The link therefore between a free and fair election and good governance would appear to be clear. To have good governance, you need a free and fair election. An election where the best available persons are elected into office with the assurances that such persons will govern well particularly as such governance can address the concerns of those who elected them. The formula is therefore simple. Elect freely, person of integrity, then you have good governance. Conversely, if persons of low integrity and little or no honour are elected-then you have bad governance.

CONCLUDING REMARKS: We have tried in this paper to discus a fairly familiar topic to almost every Nigerian. The problem that I have had doing this paper is that I am talking to the already converted Nigerian public who feel the pains of bad elections, who know the consequences of bad elections but sadly enough who remain docile, frightened and detached from the sad realities of our political scheme. In the face of the apparent apathy of most Nigerians, the political class keeps having their way, while the rest of us keep grumbling without succour. Within the past week or so, EFCC issued the list of dishonest and discredited politicians of one of the parties – infact members of the ruling party adjudged by EFCC as unsuitable to contest for any elective position in Nigeria. It did not surprise anyone certainly not me, when the ruling party – a party that has been albeit preventively in support of transparency, rule of law and all that; coming out in an outrage against the list submitted to INEC seeking to restrain the corrupt politicians from seeking elections into any office in Nigeria. If one may ask, is the ruling party telling the rest of us that they condone the corrupt actions of these politicians whose names appeared in the EFCC list? When must the political class in this country stop speaking from both sides of their mouths? Somewhere earlier in this paper, I described Obsanjo’s swearing in as the Commander-in-Chief of Nigerian Armed Forces and Head of State as regrettable. Why, we may ask? Recall that Yar’adua took over from Obasanjo, certainly not because he was the best available Nigerian material for the job. We may hazard a guess if we assert that he simply gap-filled for his late brother the general who was to take over from obasanjo in the Pre-planned turn by turn arrangement of ex-Army Generals. Therefore, the reason may not be farfetched why the generals are all lined up in the spirit of pre-planned turn by turn arrangement to become president of the federal Republic come 2011. We know them. Yet, Nigerians are naively watching the scenario play out. Don’t say I told you, but if care is not taken, they might hide under the spurious argument of zoning to achieve their heinous desire.

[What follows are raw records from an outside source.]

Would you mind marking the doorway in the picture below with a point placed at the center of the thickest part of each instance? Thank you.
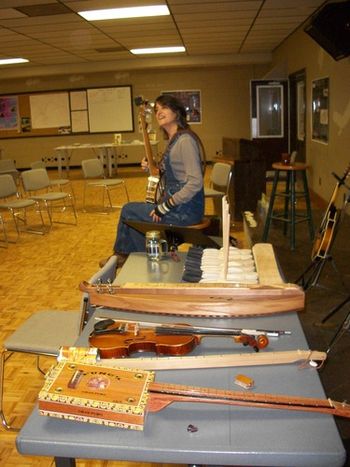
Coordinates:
(297, 114)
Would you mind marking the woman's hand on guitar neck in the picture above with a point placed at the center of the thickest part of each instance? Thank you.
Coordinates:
(145, 165)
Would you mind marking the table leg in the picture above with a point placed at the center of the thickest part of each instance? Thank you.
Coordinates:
(64, 462)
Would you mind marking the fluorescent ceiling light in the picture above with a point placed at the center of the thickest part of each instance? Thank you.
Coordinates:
(120, 13)
(158, 50)
(11, 61)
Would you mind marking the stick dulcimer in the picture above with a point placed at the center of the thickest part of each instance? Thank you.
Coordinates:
(270, 295)
(122, 397)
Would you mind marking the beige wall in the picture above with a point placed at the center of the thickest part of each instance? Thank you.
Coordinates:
(224, 92)
(298, 52)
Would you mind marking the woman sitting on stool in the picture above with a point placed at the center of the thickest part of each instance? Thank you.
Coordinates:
(181, 171)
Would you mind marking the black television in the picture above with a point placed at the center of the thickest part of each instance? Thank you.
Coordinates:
(330, 28)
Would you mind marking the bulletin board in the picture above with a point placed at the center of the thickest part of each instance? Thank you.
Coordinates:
(95, 110)
(320, 109)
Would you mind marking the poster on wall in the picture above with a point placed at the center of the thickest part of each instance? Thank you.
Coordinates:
(320, 106)
(9, 113)
(192, 103)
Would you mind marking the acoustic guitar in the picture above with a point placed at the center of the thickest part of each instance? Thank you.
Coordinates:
(153, 183)
(329, 223)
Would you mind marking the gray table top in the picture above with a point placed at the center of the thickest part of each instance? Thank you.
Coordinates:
(226, 435)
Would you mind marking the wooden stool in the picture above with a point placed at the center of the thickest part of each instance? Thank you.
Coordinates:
(289, 215)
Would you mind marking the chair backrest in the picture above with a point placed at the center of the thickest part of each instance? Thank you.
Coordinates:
(38, 165)
(35, 179)
(7, 186)
(103, 275)
(220, 174)
(92, 168)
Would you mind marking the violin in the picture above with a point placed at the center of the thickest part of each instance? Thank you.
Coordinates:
(122, 338)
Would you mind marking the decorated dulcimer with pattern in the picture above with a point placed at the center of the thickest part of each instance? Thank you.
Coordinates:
(153, 182)
(121, 397)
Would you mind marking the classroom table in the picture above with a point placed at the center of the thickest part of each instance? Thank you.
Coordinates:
(107, 152)
(222, 435)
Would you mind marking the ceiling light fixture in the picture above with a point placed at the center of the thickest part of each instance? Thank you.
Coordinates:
(12, 61)
(158, 50)
(122, 13)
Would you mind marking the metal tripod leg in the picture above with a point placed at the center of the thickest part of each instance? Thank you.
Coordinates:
(342, 328)
(335, 309)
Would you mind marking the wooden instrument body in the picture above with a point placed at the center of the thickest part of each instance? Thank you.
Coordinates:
(271, 295)
(116, 339)
(136, 340)
(120, 397)
(153, 182)
(87, 393)
(221, 300)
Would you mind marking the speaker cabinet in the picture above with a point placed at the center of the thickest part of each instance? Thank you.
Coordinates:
(330, 28)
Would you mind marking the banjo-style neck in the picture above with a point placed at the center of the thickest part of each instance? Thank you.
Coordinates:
(161, 395)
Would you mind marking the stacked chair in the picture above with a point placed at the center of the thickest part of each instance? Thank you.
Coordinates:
(95, 177)
(11, 201)
(46, 331)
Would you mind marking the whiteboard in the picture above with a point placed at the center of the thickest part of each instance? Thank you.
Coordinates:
(110, 109)
(50, 110)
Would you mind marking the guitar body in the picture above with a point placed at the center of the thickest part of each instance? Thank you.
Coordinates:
(152, 189)
(153, 183)
(329, 222)
(324, 238)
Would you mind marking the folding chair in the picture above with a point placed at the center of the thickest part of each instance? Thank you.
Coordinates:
(44, 332)
(37, 180)
(8, 166)
(11, 201)
(94, 177)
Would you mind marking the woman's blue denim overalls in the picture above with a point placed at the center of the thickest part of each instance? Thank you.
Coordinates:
(130, 240)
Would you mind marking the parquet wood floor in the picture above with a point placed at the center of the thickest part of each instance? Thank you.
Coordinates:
(43, 272)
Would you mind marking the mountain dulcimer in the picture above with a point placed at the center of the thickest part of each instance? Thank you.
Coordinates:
(222, 299)
(122, 397)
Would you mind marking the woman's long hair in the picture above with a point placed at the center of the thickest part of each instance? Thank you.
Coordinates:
(174, 104)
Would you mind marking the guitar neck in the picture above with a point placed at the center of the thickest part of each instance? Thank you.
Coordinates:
(148, 149)
(161, 395)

Ladies and gentlemen, we have offered these acerbic, painful and sad comments yet the problem still will remain. The conclusion question is; how do we use free and fair election in 2011 to achieve good governance? You may not easily notice that in this question we have simply returned to where we started. Funny isn’t it? But that is the Nigerian factor. We talk a-lot about problems without providing answers and just like the Irish clergy told his congregations:

“Dear faithful, Here indeed lies the problem, let us simply talk about the problem, look at the problem in the face and pass on.”.. I pray we do not simply look at the 2011 election in the face and merely talk about it and in consequence allow bad governance at the state and National levels to continue.

I thank you.

Professor Tony Gozie Anwukahformer vice chancellor, Imo State Universisty, Owerri.